Recensioni - Cultura e musica

In Disco: La struggente voce dell'Armenia

Eva Zaïcik, David Haroutunian e Xénia Maliarevitch interpretano melidie di Komitas, Aprikan, Ganatchian e Aghabab

Si innalza, discreta e insieme struggente, la voce dell’Armenia profonda, delle sue chiese e delle sue pietre, per millenni soffocate sotto il piede usurpatore. In questo magnifico percorso d’ascolto, grazie a tre musicisti d’eccezione quali Eva Zaïcik, David Haroutunian e Xénia Maliarevitch, il canto di questa terra antica e traboccante di bellezza affiora in tutta la sua forza evocativa, nel suo carico di storia, dolore, memoria, sogno. Al centro del viaggio, la scrittura increspata e popolareggiante, nuda, aspra e dolcissima, di padre Komitas, la tensione spirituale stipata in pagine essenziali e visionarie come solo una preghiera sa essere. Nel 1902 scriveva che suo compito sarebbe stato quello di “recuperare e divulgare le radici della musica folkloristica” della sua terra. Quattro anni più tardi, di fronte alla figura barbuta di questo religioso, compositore e musicologo, dopo una lettura e concerto tenuti a Parigi, un entusiasta Claude Debussy gli corre incontro e si inginocchia ai suoi piedi. Con una devozione che consente di coglierne ogni voce, ogni dettaglio, anche quelli conservati nelle pieghe dei silenzi, nel pudore dei non detti, i tre interpreti si fanno messaggeri e custodi di un patrimonio di trepidante intensità, in un dialogo insieme accorato e sorvegliatissimo.

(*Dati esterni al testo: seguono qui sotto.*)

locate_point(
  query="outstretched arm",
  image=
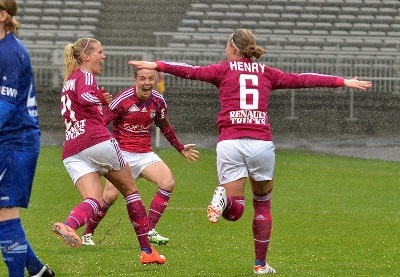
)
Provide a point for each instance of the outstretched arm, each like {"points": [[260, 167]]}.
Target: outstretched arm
{"points": [[355, 83], [143, 64]]}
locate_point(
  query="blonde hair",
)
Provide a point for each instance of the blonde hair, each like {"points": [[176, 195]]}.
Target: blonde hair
{"points": [[73, 54], [245, 41], [11, 25]]}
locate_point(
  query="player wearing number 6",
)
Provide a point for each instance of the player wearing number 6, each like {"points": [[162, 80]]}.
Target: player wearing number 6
{"points": [[245, 147]]}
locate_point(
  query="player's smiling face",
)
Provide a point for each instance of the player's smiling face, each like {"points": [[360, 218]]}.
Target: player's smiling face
{"points": [[95, 59], [145, 82]]}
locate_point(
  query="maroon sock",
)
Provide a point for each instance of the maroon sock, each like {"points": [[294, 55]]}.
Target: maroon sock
{"points": [[94, 221], [137, 215], [81, 213], [157, 206], [262, 225], [234, 208]]}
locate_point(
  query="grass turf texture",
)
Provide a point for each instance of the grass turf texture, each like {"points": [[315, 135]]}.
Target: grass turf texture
{"points": [[332, 216]]}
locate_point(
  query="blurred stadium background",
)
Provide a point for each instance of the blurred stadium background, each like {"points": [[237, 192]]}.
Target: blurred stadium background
{"points": [[340, 37]]}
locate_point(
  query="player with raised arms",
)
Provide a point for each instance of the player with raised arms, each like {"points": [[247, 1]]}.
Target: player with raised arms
{"points": [[245, 147], [89, 151], [132, 113], [19, 146]]}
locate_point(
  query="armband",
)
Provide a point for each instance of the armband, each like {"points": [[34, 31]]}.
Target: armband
{"points": [[101, 96], [170, 135], [6, 112]]}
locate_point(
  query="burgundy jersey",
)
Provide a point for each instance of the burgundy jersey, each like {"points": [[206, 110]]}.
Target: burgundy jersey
{"points": [[244, 87], [82, 112], [132, 119]]}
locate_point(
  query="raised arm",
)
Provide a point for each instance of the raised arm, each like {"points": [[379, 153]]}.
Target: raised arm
{"points": [[355, 83], [143, 64]]}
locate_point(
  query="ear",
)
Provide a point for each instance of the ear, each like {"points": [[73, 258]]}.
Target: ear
{"points": [[234, 50], [85, 57], [3, 15]]}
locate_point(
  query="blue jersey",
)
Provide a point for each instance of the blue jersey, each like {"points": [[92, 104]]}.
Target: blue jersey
{"points": [[19, 127]]}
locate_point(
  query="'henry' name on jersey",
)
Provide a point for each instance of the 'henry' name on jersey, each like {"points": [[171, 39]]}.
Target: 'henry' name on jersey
{"points": [[247, 66], [77, 129], [248, 116], [6, 91]]}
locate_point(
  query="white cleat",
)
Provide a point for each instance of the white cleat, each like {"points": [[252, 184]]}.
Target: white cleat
{"points": [[217, 205], [258, 269], [88, 239]]}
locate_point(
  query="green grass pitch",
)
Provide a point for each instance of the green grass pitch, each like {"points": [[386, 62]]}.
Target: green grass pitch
{"points": [[332, 216]]}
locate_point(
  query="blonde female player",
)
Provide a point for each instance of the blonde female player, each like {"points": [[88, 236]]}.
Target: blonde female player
{"points": [[89, 151], [245, 147]]}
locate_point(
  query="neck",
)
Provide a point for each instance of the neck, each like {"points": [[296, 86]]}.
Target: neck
{"points": [[2, 33]]}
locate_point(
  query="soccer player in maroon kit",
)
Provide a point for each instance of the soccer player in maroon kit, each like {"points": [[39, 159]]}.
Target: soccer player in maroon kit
{"points": [[132, 113], [89, 151], [245, 147]]}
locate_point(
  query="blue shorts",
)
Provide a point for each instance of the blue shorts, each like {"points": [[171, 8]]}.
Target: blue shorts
{"points": [[17, 169]]}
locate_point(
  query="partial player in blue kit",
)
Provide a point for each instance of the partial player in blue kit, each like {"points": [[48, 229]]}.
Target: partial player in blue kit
{"points": [[19, 144]]}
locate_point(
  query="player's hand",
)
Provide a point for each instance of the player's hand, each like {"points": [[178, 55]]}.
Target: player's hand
{"points": [[143, 64], [190, 154], [355, 83], [104, 96]]}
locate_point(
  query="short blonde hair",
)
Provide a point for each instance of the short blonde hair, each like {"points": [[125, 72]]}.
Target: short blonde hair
{"points": [[245, 41], [73, 54], [11, 7]]}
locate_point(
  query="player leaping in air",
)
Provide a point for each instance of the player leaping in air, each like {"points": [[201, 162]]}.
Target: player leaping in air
{"points": [[245, 147]]}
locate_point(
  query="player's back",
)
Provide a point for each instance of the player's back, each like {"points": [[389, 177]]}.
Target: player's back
{"points": [[17, 87], [82, 112]]}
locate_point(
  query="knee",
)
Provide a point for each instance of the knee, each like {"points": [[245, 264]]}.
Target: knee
{"points": [[167, 185], [235, 211]]}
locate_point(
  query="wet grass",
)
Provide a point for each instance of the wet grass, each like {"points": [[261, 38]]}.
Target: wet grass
{"points": [[333, 216]]}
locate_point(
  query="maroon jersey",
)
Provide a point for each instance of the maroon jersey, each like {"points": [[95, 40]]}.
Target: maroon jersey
{"points": [[82, 112], [132, 119], [244, 87]]}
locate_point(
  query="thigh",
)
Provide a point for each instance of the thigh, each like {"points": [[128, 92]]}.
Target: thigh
{"points": [[100, 158], [122, 179], [17, 170], [90, 186], [159, 174], [231, 164], [260, 159], [139, 161]]}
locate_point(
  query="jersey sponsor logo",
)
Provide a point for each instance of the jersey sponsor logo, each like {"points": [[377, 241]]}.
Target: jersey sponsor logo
{"points": [[247, 66], [77, 129], [11, 92], [247, 116], [31, 102], [133, 108], [2, 174], [136, 128], [69, 85]]}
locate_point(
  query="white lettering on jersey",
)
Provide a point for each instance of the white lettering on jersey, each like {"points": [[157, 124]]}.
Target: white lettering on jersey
{"points": [[136, 128], [248, 116], [69, 85], [247, 67], [31, 103], [8, 91]]}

Se le pagine di Komitas sono al centro di questo periplo erratico e insieme iniziatico nei misteri di un universo ancora per molti aspetti sconosciuto, quelle del novantaseienne compositore franco-armeno Garbis Aprikian, allievo di Messiaen e per molti aspetti erede di Komitas, e dei più rari Parsheg Ganatchian e Hakob Aghabab, sono preziosi controcanti di tributo sincero e necessario dedicato alle Mayrig, alle donne e madri armene, ai loro occhi e cuori spalancati sulle indicibili tragedie dei loro figli.